CWG: Oh, of course! She’s an incredible woman, an icon; yet also extremely fallible and prey to neurosis, the best and worst of both her parents. She’s an historical fiction writer’s dream. But, she’s also been covered quite a bit and I’d have to feel as if I had something fresh to bring to her story. I think for now, my Spymaster series gives me that. If all goes well, I’d love to continue to write about Brendan’s work as a spy on Elizabeth’s behalf. Her reign was long. There is so much opportunity to explore through their fictional relationship. He is my witness to history; thus, he can experience his life through hers, in ways that provide that unique angle I always seek.



JB: Thank you so much for agreeing to be spotlighted in this way, and for giving such fascinating and enlightening answers.


CWG: So lovely to be here; it’s my pleasure. Now, if I may be so bold, I’ve had the wonderful opportunity to read and endorse your upcoming novel Mistress of the Sea. I enjoyed it so much, in particular the unique story it portrays. Could you please tell us a little about the book? Also, what drew you to this particular place in time and what do you think it says about the role of women in our male-dominated past?
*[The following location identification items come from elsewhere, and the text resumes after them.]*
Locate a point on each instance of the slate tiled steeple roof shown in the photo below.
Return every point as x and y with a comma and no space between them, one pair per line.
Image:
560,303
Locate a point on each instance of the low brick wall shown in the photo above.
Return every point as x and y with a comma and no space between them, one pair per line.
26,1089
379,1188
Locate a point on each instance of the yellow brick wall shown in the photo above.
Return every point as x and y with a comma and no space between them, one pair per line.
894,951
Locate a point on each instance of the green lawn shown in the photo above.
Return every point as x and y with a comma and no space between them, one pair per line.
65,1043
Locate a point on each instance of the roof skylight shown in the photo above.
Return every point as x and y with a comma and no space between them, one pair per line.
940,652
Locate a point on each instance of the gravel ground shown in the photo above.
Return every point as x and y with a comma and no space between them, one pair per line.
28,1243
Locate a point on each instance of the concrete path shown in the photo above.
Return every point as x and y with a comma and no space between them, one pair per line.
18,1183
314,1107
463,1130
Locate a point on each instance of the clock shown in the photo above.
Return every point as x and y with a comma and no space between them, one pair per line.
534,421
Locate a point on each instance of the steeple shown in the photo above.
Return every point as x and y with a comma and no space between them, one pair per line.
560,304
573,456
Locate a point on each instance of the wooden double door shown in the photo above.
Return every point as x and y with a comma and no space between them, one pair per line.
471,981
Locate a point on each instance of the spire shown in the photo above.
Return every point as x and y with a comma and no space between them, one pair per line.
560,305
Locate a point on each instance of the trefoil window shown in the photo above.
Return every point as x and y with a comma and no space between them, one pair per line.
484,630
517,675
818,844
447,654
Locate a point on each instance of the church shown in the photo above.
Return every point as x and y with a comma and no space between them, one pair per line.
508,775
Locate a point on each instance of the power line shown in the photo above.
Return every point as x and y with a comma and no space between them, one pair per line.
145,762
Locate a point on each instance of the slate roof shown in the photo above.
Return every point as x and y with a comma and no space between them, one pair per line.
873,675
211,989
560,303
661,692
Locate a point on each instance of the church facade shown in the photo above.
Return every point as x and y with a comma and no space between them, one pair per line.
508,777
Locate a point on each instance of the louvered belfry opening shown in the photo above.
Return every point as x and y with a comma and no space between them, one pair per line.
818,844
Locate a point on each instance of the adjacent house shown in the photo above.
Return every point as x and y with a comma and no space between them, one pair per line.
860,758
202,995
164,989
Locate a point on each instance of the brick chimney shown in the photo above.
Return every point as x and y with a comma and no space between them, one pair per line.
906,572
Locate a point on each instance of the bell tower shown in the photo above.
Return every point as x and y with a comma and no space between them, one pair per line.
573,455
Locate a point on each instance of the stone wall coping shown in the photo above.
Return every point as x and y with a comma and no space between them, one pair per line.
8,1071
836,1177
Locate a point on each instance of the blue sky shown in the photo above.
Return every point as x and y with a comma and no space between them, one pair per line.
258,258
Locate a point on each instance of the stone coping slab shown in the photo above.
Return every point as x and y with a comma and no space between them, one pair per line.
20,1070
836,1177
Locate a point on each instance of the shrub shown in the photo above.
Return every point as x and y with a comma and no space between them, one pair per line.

JB: That’s kind of you to ask. Mistress of the Sea is an epic Elizabethan romantic adventure set against the backdrop of Francis Drake’s first great enterprise: the attack on the Spanish ‘Silver Train’ in Panama. You’ve already read the story, and picked out the fact that it features ‘a girl who flees the confines of her world’ in your wonderful endorsement. My central character, Ellyn Cooksley (purely a product of my own imagination!), escapes the loveless marriage planned for her by stowing away aboard Drake’s ship bound on a secret voyage to the Indies. As for what it says about the role of women in the past, at the heart of the story is one woman’s bid to make her own choices which leads her into danger and a need for courage and resilience, but also sets her on the pathway to finding love and coming to terms with the self-sacrifice this demands. In many ways the issues she confronts are timeless, though the conventions of the age were very different. What I particularly liked about the idea of introducing a woman into the adventure was that the ‘testing to the limit’ that everyone involved would have gone through would necessarily have broken down most of the conventional restraints. Ellyn is fictional, but she represents the many women we know about who did play a role in the pioneering exploits of the Age of Discovery, women such as those who took part in the first attempt to found a permanent English settlement in the New World: the ‘Lost Colony’ of Roanoke, which I’m writing about now. Women may not have worn the breeches, but they did exhibit extraordinary endurance and determination. One of my favourite quotes comes from James Lockhart’s Letters and Peoples of the Spanish Indies and a letter of 1556, sent by Doña Isabel de Guevara in Asunción, Paraguay, to your Princess Juana who was then Regent in Spain. Doña Isabel says:


Very high and powerful lady:

Several women came to this province of Río de la Plata along with its first governor don Pedro de Mendoza, and it was my fortune to be one of them. On reaching the port of Buenos Aires, our expedition contained 1,500 men, but food was scarce, and the hunger was such that within three months 1,000 of them died… The men became so weak that all the tasks fell on the poor women, washing the clothes as well as nursing the men, preparing them the little food there was, keeping them clean, standing guard, patrolling the fires, loading the crossbows when the Indians came sometimes to do battle, even firing the cannon and arousing the soldiers who were capable of fighting, shouting the alarm through the camp, acting as sergeants and putting the soldiers in order, because at that time, as we women can make do with little nourishment, we had not fallen into such weakness as the men….’


I often think that women did much more at this time than the history books would have us believe!